Sacred Games, Part 2

Babri Masjid mosque - 19th century photo by Samuel Bourne

The Babri Masjid mosque was mentioned in the TV show Sacred Games. It was built in the early 16th Century. It was torn down by rioting Hindus in 1992.

So I'm looking for a picture of this place and there aren't too many, it disappeared before the explosion of digital photography. I come across one with a blurb that mentions the Muslim-Hindu riots  of 1936, so I go looking for information about that and I find this:

List of riots in India

It lists well over 100 riots going back to 1832. There are 8 or 9 with death tolls over 1,000. India (mostly Hindu) and Pakistan (mostly Muslim) were partitioned in 1947 and they have been fighting a war over Kashmir ever since.

Not too long ago I posted a video - The Perils and Pitfalls of Multiculturalism - that made a certain amount of sense. Now I understand why everyone went to the Anglican church in England, and why the Spanish set the Inquisition to rooting out heresy. If you want to bind a group of people together into a cohesive whole, having a single religion can help.

However, in any established human society, you are going to have those who benefit from being on the inside of the power structure and those who suffer by being on the outside. That suffering is going to lead to grievances and eventually those grievances will boil over into riots or even civil war. So having a cohesive whole can keep things together for a while, but people being the way they are, eventually things are going to break down and then you are going to have a whole peck of trouble.

Which brings us to America and our Freedom of Religion.

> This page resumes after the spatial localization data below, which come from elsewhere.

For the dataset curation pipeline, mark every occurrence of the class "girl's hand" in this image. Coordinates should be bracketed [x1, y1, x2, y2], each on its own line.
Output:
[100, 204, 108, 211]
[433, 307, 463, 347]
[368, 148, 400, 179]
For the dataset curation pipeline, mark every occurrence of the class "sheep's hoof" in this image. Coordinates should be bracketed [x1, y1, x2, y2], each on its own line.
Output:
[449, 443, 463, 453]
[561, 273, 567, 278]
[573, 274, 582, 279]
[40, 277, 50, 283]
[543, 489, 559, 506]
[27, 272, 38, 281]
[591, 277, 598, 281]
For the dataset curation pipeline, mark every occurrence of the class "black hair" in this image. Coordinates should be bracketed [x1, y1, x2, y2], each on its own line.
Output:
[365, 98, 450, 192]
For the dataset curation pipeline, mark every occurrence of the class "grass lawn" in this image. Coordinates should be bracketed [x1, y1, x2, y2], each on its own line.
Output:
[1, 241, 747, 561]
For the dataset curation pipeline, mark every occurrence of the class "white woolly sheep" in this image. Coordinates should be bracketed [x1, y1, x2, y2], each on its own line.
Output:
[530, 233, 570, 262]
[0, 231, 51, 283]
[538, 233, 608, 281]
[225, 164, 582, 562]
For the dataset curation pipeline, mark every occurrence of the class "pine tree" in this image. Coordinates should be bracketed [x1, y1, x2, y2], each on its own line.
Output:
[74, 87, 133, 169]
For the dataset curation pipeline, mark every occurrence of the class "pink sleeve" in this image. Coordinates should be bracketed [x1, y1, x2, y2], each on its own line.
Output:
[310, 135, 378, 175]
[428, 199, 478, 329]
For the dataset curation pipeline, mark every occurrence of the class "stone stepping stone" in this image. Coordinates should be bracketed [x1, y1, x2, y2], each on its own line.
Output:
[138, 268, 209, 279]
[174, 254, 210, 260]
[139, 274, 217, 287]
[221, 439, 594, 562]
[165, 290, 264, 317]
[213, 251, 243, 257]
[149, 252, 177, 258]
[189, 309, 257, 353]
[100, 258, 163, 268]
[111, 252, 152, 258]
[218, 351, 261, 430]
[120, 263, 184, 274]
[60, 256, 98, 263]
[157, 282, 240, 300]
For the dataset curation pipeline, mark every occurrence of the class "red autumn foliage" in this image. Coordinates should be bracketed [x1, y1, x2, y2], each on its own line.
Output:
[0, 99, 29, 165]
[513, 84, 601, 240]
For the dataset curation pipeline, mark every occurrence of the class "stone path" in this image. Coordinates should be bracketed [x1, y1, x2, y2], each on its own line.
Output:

That worked pretty well for a couple hundred years, but now it seems a large fraction of our population has forsaken organized religion and has found new prophets on Twitter who espouse a new religion every 15 minutes. So our society is becoming very fractured.

Now we've got a fight brewing between the lords of Twitter and Elon the Great. It seems the lords of Twitter like controlling the narrative. I mean, let's not kid ourselves. That was (and still is) the primary purpose of organized religion - it's to get everyone thinking the same way. Oh, they dress it up with sound psychological advice, but when you've got a captive audience every week, you can bet that the powers that be, which included the preachers, made sure they were all selling the same story. We don't need no gadflys pointing out discrepancies in our holy stories.